Non sappiamo se le scritte siano opera degli ex-collaboratori di Cesariano o di un xilografo anonimo da loro convocato; in ogni caso si tratta di un secondo registro dell'illustrazione che si configura come una sorta di metalepsis narrativa, affatto sorprendente nella sezione descrittiva-normativa di un trattato di architettura. Non conosciamo neppure la motivazione di fondo della vignetta che è forse da rintracciare nella cultura di corte del Ducato di Milano del primo Cinquecento. Ciò che è palesemente dimostrabile è la singolarità con cui l’odometro vitruviano è visualmente rappresentato. L’influente Vitruvio di Fra Giocondo – la prima stampa illustrata del trattato latino, uscita in editio princeps nel 1511 a Venezia – contiene soltanto un’incisione molto semplice che si concentra esclusivamente sui componenti tecnici del meccanismo [Fig. 3], mentre la prima traduzione tedesca, il Vitruvius Teutsch di Walter Hermann Ryff, pubblicata nel 1548 a Norimberga, ricalca, come in tanti altri casi, l’immagine dell’edizione comasca del 1521, se pure con piccole differenze decisive [Fig. 4].

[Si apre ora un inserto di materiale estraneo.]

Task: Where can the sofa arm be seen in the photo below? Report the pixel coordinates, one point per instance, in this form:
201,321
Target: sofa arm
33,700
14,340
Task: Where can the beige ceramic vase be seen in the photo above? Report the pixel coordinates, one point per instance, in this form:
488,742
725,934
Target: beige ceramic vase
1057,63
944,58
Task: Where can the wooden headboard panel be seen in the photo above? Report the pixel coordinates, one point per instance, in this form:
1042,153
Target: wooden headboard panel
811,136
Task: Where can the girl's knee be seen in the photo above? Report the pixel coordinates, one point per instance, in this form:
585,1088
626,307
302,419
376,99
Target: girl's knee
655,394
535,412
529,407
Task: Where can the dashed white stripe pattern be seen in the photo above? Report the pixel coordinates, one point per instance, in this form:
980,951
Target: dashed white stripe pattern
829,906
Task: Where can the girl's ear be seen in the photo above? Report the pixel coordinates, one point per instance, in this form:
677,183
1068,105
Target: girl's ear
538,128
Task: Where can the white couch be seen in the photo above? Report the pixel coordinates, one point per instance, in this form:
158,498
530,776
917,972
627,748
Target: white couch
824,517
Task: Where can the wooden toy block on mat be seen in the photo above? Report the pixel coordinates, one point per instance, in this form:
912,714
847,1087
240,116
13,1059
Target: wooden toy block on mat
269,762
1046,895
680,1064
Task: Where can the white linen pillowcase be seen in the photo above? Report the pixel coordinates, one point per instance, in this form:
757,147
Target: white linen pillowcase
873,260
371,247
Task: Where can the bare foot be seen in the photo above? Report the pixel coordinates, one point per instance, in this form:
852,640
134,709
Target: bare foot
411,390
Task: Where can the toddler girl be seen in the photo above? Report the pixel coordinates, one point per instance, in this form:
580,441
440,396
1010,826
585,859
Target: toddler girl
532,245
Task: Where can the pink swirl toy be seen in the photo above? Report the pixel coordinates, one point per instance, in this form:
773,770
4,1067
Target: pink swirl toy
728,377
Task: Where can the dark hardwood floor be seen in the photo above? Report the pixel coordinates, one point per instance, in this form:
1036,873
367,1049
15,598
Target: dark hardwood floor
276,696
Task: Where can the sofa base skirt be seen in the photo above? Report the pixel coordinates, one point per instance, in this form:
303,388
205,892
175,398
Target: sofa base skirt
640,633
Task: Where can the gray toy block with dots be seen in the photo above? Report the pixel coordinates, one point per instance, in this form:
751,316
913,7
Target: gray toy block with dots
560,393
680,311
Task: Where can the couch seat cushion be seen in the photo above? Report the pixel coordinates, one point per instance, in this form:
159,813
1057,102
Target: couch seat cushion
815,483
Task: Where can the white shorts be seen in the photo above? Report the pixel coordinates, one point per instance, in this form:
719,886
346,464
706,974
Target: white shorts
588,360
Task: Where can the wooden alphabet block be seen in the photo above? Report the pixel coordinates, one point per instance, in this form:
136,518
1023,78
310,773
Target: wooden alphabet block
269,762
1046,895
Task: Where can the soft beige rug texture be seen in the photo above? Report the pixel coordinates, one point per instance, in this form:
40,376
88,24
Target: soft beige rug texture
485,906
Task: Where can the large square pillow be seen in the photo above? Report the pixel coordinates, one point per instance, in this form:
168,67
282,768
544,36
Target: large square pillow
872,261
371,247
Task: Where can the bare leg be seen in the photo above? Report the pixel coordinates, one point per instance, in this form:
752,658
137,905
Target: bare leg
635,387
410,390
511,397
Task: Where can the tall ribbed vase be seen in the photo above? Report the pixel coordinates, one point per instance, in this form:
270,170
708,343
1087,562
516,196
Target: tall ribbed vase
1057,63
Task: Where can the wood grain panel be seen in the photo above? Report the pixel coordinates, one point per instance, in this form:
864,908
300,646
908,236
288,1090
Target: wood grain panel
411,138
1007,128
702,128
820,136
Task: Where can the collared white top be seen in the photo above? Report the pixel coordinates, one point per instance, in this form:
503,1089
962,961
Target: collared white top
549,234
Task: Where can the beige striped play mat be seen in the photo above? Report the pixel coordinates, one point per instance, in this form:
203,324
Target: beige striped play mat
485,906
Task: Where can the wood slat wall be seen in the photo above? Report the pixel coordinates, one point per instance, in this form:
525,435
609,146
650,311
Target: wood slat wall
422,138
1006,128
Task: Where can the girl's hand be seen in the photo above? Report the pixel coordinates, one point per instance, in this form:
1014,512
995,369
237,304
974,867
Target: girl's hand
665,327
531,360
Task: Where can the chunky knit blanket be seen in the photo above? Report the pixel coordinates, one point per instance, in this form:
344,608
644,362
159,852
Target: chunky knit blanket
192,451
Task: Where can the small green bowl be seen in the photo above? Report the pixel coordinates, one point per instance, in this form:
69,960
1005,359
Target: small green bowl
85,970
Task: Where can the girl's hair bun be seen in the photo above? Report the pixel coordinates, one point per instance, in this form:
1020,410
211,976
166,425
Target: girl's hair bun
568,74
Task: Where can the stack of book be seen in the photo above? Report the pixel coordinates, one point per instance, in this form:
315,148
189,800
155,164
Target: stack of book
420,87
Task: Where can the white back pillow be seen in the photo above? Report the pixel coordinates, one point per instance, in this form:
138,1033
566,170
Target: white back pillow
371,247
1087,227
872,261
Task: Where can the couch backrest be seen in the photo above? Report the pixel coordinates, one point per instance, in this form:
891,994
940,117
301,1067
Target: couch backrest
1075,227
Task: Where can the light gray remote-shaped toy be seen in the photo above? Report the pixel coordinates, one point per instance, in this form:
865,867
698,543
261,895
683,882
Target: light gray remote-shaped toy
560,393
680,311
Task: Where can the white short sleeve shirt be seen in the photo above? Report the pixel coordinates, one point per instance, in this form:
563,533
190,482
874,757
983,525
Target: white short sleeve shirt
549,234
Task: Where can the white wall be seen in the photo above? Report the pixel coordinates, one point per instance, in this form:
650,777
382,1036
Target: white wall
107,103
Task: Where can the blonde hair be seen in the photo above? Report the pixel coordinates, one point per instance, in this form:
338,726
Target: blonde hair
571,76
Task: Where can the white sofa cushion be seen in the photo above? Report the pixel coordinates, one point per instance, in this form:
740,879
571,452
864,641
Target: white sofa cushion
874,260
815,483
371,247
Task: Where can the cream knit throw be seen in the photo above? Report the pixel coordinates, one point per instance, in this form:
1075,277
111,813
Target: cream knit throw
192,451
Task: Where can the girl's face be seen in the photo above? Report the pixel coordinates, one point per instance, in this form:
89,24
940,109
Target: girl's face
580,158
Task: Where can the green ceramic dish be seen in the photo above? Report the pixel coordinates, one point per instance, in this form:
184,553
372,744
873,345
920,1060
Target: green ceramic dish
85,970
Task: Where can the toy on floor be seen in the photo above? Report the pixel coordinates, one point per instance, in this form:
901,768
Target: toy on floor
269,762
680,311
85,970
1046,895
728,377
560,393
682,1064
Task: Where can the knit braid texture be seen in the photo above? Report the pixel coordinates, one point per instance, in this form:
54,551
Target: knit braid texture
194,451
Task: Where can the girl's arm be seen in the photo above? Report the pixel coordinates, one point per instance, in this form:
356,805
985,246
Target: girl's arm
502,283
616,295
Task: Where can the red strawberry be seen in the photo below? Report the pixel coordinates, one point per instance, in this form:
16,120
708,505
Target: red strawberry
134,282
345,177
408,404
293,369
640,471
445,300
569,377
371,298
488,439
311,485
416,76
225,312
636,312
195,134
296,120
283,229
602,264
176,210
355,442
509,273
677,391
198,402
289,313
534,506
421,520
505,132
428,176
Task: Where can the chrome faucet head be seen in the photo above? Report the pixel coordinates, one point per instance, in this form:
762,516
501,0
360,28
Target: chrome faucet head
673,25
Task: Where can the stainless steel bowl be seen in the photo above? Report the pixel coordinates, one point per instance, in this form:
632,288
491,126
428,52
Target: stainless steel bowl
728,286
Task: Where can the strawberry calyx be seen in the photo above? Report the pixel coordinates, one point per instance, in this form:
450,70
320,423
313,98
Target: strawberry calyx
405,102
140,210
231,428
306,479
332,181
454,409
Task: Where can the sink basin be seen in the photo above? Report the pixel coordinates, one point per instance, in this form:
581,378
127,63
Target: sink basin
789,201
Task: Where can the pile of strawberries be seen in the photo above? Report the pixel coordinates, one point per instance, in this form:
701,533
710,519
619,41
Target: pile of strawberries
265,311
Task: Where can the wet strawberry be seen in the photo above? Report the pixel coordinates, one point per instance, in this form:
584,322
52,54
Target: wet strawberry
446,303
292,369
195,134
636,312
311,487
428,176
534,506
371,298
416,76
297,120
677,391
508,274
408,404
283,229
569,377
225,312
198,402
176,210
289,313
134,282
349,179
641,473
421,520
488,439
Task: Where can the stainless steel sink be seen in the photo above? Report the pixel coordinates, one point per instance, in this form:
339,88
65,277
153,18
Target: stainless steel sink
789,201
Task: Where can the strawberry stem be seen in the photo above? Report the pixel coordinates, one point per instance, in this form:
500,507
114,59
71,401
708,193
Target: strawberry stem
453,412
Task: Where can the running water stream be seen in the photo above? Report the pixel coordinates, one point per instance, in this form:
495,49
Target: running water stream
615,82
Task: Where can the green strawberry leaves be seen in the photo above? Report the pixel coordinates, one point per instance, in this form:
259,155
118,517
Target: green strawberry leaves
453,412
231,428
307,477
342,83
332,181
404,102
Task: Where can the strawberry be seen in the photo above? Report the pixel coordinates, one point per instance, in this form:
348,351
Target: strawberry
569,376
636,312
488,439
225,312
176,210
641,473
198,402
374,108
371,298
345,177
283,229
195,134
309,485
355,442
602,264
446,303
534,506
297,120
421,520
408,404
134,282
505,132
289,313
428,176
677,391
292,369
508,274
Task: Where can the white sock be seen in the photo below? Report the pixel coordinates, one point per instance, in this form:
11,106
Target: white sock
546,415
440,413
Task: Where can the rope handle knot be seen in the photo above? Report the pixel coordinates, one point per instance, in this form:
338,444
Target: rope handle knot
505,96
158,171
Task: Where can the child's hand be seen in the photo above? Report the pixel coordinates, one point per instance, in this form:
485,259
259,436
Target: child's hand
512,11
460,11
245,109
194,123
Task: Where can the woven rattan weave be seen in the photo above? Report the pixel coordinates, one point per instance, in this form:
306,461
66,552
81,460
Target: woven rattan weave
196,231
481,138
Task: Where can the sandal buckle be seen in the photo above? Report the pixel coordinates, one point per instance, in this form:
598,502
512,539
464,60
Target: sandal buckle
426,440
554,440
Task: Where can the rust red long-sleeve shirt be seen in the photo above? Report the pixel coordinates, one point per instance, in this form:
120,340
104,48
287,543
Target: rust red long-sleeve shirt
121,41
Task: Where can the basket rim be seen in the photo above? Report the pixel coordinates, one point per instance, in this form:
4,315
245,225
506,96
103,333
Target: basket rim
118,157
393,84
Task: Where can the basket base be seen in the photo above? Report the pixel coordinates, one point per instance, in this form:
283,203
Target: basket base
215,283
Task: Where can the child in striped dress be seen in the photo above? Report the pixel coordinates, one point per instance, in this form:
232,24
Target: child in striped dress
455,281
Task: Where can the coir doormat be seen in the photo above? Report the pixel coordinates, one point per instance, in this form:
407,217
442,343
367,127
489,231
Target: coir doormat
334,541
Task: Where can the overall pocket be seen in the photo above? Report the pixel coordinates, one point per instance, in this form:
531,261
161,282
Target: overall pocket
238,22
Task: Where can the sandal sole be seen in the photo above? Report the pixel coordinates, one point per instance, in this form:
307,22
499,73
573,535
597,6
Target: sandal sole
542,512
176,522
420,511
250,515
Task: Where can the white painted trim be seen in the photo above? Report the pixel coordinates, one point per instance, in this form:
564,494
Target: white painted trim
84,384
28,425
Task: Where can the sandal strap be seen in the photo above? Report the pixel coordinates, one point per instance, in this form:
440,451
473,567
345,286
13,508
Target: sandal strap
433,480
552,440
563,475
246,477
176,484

Fig. 3 | M. Vitruvius per Iocundum solito castigatior factus cum figuris et tabula ut iam legi et intellegi possit, Venezia, Giovanni Tacuino, 1511, c. 104r.

Fig. 4 | Vitruvius Teutsch, Nemlichen des aller namhafftigisten vnd hocherfarnesten Römischen Architecti und Kunstreichen Werck oder Bawmeisters Marci Vitruuij Pollionis Zehen Bücher von der Architectur vnd künstlichem Bawen […] Alles mit schönen künstlichen Figuren unnd Antiquiteten und sonderlichen Commentarien […] gezieret und erkleret […] Erstmals verteutsch und in Truck verordnet Durch D. Gualtherum H. Rivium […], Norimberga, Johan Petreius, 1548, c. 311r.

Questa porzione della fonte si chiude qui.